Da möchte man gerne Geld bei denen lassen und die wollen es nicht. oO

Woher habt ihr eure Gamecards und Erweiterungen bezogen? Oder kennt ihr Bezugsquellen, die HDRO führen?

Vielen Dank im Voraus und viele Grüße,
Marcus


----------



## ichbinnichtschuld (18. Februar 2011)

GameCard? hdro ist doch free to play oder nicht, sollte man also komplett kostenlos auf der homepage laden können

bei paypal kann man lastschrift aktivieren


----------



## Gustav Gans (18. Februar 2011)

Menschfeind schrieb:


> Hallo zusammen,
> ich möchte gerne richtig bei HDRO einsteigen und will mir Moria und eine Gamecard kaufen. Aber irgendwie ist das scheinbar garnicht so leicht. Nirgends ist das verfügbar. Ich war bei Amazon, Gamestop, Real und Media Markt.



Hallo,
schwer zu glauben, da ich das hier gefunden hab:
http://www.amazon.de/s/ref=nb_sb_ss_i_7_30?__mk_de_DE=%C5M%C5Z%D5%D1&url=search-alias%3Daps&field-keywords=gamecard+herr+der+ringe+online&x=0&y=0&sprefix=gamecard+herr+der+ringe+online

Hab mir damals auch extra für C&B einen Account eingerichtet um bezahlen zu können. Hab dadurch keine Nachteile gehabt. 

hth
Gustav


----------



## Menschfeind (18. Februar 2011)

ichbinnichtschuld schrieb:


> GameCard? hdro ist doch free to play oder nicht, sollte man also komplett kostenlos auf der homepage laden können
> 
> bei paypal kann man lastschrift aktivieren



Klar ... HDRO ist im Grunde kostenlos.
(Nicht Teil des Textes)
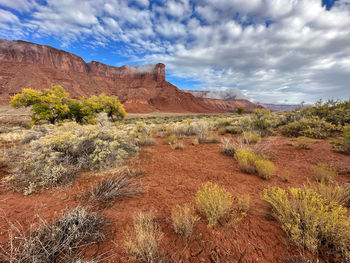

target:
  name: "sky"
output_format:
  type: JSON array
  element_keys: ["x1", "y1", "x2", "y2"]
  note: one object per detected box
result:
[{"x1": 0, "y1": 0, "x2": 350, "y2": 104}]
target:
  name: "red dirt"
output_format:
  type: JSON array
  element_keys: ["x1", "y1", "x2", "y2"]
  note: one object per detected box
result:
[{"x1": 0, "y1": 137, "x2": 350, "y2": 263}]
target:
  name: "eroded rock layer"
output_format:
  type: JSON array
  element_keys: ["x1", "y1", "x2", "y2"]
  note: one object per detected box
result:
[{"x1": 0, "y1": 39, "x2": 260, "y2": 113}]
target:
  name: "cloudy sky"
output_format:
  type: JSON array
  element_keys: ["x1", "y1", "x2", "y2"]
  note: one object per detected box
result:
[{"x1": 0, "y1": 0, "x2": 350, "y2": 103}]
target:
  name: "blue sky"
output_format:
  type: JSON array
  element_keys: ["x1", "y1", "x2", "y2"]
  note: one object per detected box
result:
[{"x1": 0, "y1": 0, "x2": 350, "y2": 103}]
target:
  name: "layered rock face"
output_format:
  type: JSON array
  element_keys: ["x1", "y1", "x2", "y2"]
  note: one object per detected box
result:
[
  {"x1": 186, "y1": 90, "x2": 264, "y2": 112},
  {"x1": 0, "y1": 39, "x2": 255, "y2": 113}
]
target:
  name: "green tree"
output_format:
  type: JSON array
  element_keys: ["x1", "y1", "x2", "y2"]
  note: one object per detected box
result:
[
  {"x1": 237, "y1": 106, "x2": 245, "y2": 115},
  {"x1": 86, "y1": 93, "x2": 126, "y2": 122},
  {"x1": 11, "y1": 86, "x2": 126, "y2": 125},
  {"x1": 11, "y1": 86, "x2": 74, "y2": 125}
]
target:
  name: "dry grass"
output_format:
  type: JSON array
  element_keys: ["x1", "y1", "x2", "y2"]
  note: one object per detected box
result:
[
  {"x1": 221, "y1": 138, "x2": 236, "y2": 157},
  {"x1": 89, "y1": 170, "x2": 143, "y2": 207},
  {"x1": 170, "y1": 142, "x2": 185, "y2": 150},
  {"x1": 263, "y1": 187, "x2": 350, "y2": 262},
  {"x1": 237, "y1": 195, "x2": 250, "y2": 213},
  {"x1": 195, "y1": 182, "x2": 233, "y2": 226},
  {"x1": 198, "y1": 135, "x2": 220, "y2": 144},
  {"x1": 308, "y1": 182, "x2": 350, "y2": 207},
  {"x1": 310, "y1": 163, "x2": 338, "y2": 184},
  {"x1": 171, "y1": 204, "x2": 199, "y2": 238},
  {"x1": 125, "y1": 212, "x2": 163, "y2": 262},
  {"x1": 165, "y1": 135, "x2": 178, "y2": 145},
  {"x1": 254, "y1": 160, "x2": 276, "y2": 179},
  {"x1": 0, "y1": 207, "x2": 108, "y2": 263},
  {"x1": 291, "y1": 136, "x2": 317, "y2": 150}
]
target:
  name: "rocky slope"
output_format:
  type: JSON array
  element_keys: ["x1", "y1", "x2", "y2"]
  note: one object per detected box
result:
[
  {"x1": 186, "y1": 90, "x2": 264, "y2": 112},
  {"x1": 0, "y1": 39, "x2": 220, "y2": 113}
]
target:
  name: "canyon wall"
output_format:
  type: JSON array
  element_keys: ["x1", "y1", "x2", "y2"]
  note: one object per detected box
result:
[{"x1": 0, "y1": 39, "x2": 260, "y2": 113}]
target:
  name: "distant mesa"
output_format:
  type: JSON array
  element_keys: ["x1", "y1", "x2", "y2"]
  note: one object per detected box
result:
[{"x1": 0, "y1": 39, "x2": 259, "y2": 113}]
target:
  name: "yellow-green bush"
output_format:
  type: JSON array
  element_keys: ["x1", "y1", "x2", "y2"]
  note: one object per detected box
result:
[
  {"x1": 292, "y1": 136, "x2": 316, "y2": 150},
  {"x1": 198, "y1": 135, "x2": 219, "y2": 144},
  {"x1": 235, "y1": 149, "x2": 259, "y2": 174},
  {"x1": 263, "y1": 187, "x2": 350, "y2": 262},
  {"x1": 124, "y1": 213, "x2": 163, "y2": 262},
  {"x1": 235, "y1": 148, "x2": 275, "y2": 179},
  {"x1": 171, "y1": 204, "x2": 199, "y2": 238},
  {"x1": 308, "y1": 182, "x2": 350, "y2": 207},
  {"x1": 240, "y1": 109, "x2": 278, "y2": 136},
  {"x1": 237, "y1": 195, "x2": 250, "y2": 213},
  {"x1": 279, "y1": 116, "x2": 338, "y2": 139},
  {"x1": 254, "y1": 159, "x2": 276, "y2": 179},
  {"x1": 221, "y1": 138, "x2": 237, "y2": 156},
  {"x1": 331, "y1": 125, "x2": 350, "y2": 153},
  {"x1": 241, "y1": 132, "x2": 261, "y2": 144},
  {"x1": 310, "y1": 163, "x2": 338, "y2": 184},
  {"x1": 5, "y1": 123, "x2": 138, "y2": 194},
  {"x1": 195, "y1": 182, "x2": 233, "y2": 226}
]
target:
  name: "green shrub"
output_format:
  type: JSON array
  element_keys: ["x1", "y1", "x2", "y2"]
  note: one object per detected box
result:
[
  {"x1": 279, "y1": 116, "x2": 338, "y2": 139},
  {"x1": 88, "y1": 170, "x2": 143, "y2": 208},
  {"x1": 198, "y1": 135, "x2": 219, "y2": 144},
  {"x1": 221, "y1": 138, "x2": 237, "y2": 157},
  {"x1": 235, "y1": 148, "x2": 275, "y2": 179},
  {"x1": 171, "y1": 204, "x2": 199, "y2": 238},
  {"x1": 0, "y1": 207, "x2": 108, "y2": 263},
  {"x1": 170, "y1": 142, "x2": 185, "y2": 150},
  {"x1": 254, "y1": 160, "x2": 276, "y2": 179},
  {"x1": 241, "y1": 132, "x2": 261, "y2": 144},
  {"x1": 5, "y1": 123, "x2": 138, "y2": 194},
  {"x1": 300, "y1": 100, "x2": 350, "y2": 126},
  {"x1": 308, "y1": 182, "x2": 350, "y2": 207},
  {"x1": 11, "y1": 86, "x2": 126, "y2": 125},
  {"x1": 219, "y1": 125, "x2": 242, "y2": 135},
  {"x1": 237, "y1": 107, "x2": 244, "y2": 114},
  {"x1": 240, "y1": 109, "x2": 278, "y2": 137},
  {"x1": 136, "y1": 135, "x2": 156, "y2": 146},
  {"x1": 125, "y1": 212, "x2": 163, "y2": 262},
  {"x1": 195, "y1": 182, "x2": 233, "y2": 226},
  {"x1": 292, "y1": 136, "x2": 316, "y2": 150},
  {"x1": 165, "y1": 135, "x2": 178, "y2": 144},
  {"x1": 310, "y1": 163, "x2": 338, "y2": 184},
  {"x1": 237, "y1": 195, "x2": 250, "y2": 213},
  {"x1": 263, "y1": 187, "x2": 350, "y2": 262},
  {"x1": 331, "y1": 125, "x2": 350, "y2": 153},
  {"x1": 235, "y1": 149, "x2": 259, "y2": 174}
]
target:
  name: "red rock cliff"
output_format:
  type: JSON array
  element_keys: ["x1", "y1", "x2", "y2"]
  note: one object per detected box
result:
[{"x1": 0, "y1": 39, "x2": 218, "y2": 112}]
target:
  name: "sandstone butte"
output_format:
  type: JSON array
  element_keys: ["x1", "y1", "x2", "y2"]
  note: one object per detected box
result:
[{"x1": 0, "y1": 39, "x2": 259, "y2": 113}]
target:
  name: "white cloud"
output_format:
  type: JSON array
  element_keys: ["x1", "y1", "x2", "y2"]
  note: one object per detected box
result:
[
  {"x1": 0, "y1": 9, "x2": 19, "y2": 23},
  {"x1": 0, "y1": 0, "x2": 350, "y2": 103},
  {"x1": 0, "y1": 0, "x2": 37, "y2": 12}
]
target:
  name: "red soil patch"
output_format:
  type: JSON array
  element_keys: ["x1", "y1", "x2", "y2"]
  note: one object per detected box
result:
[{"x1": 0, "y1": 137, "x2": 350, "y2": 262}]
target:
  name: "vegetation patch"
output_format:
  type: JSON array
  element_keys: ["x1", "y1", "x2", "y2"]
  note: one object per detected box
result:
[
  {"x1": 195, "y1": 182, "x2": 233, "y2": 226},
  {"x1": 11, "y1": 86, "x2": 126, "y2": 125},
  {"x1": 235, "y1": 148, "x2": 276, "y2": 179},
  {"x1": 279, "y1": 116, "x2": 339, "y2": 139},
  {"x1": 171, "y1": 204, "x2": 199, "y2": 238},
  {"x1": 331, "y1": 125, "x2": 350, "y2": 153},
  {"x1": 89, "y1": 171, "x2": 143, "y2": 207},
  {"x1": 125, "y1": 213, "x2": 163, "y2": 262},
  {"x1": 165, "y1": 135, "x2": 178, "y2": 145},
  {"x1": 0, "y1": 207, "x2": 108, "y2": 263},
  {"x1": 4, "y1": 123, "x2": 138, "y2": 194},
  {"x1": 221, "y1": 138, "x2": 237, "y2": 157},
  {"x1": 311, "y1": 163, "x2": 338, "y2": 184},
  {"x1": 241, "y1": 132, "x2": 261, "y2": 144},
  {"x1": 263, "y1": 187, "x2": 350, "y2": 262},
  {"x1": 291, "y1": 136, "x2": 316, "y2": 150}
]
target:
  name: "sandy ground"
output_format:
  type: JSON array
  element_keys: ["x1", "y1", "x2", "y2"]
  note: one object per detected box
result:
[{"x1": 0, "y1": 137, "x2": 350, "y2": 263}]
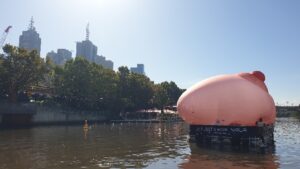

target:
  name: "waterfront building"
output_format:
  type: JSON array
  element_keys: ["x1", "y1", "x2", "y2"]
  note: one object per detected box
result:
[
  {"x1": 47, "y1": 49, "x2": 72, "y2": 66},
  {"x1": 130, "y1": 64, "x2": 145, "y2": 75},
  {"x1": 19, "y1": 18, "x2": 41, "y2": 55}
]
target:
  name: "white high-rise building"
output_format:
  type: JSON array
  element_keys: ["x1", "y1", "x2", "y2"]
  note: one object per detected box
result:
[{"x1": 19, "y1": 18, "x2": 41, "y2": 55}]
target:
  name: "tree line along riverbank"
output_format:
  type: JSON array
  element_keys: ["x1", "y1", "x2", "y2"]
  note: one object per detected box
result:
[{"x1": 0, "y1": 45, "x2": 184, "y2": 118}]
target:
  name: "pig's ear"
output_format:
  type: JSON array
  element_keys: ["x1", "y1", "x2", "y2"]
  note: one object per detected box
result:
[{"x1": 251, "y1": 71, "x2": 266, "y2": 82}]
Aber dann hat man nicht alle Features. Gerade die Klassen, die mich interessieren sind für F2P gesperrt. Daher wollte ich den VIP-Status aktivieren.

Natürlich kann man bei Paypal LSE aktivieren. Das habe ich auch. Da kam aber die Meldung, dass Codemasters eine sofortige Abbuchung verlangt und man daher eine Kreditkarte bei paypal hinterlegen muss.


----------



## Menschfeind (18. Februar 2011)

Gustav schrieb:


> Hallo,
> schwer zu glauben, da ich das hier gefunden hab:
> http://www.amazon.de...er+ringe+online
> 
> ...



Ich bin nicht zu doof um bei Amazon zu gucken.  Hast du auch mal genauer hingeschaut? Das ist alles nicht lieferbar. Nur eine Sache ... aber völlig überteuert.


----------



## joeranimo (18. Februar 2011)

musst du über punkte im shop kaufen, war für mich ein grund nciht weiter zu spielen, weils einfach dreist teuer ist, wenn du das gesamtpaket willst


----------



## Frandibar (18. Februar 2011)

Und was soll daran teuer sein !?
Du kanns Dir ja sogar noch Geld sparen indem Du Punkte erspielst!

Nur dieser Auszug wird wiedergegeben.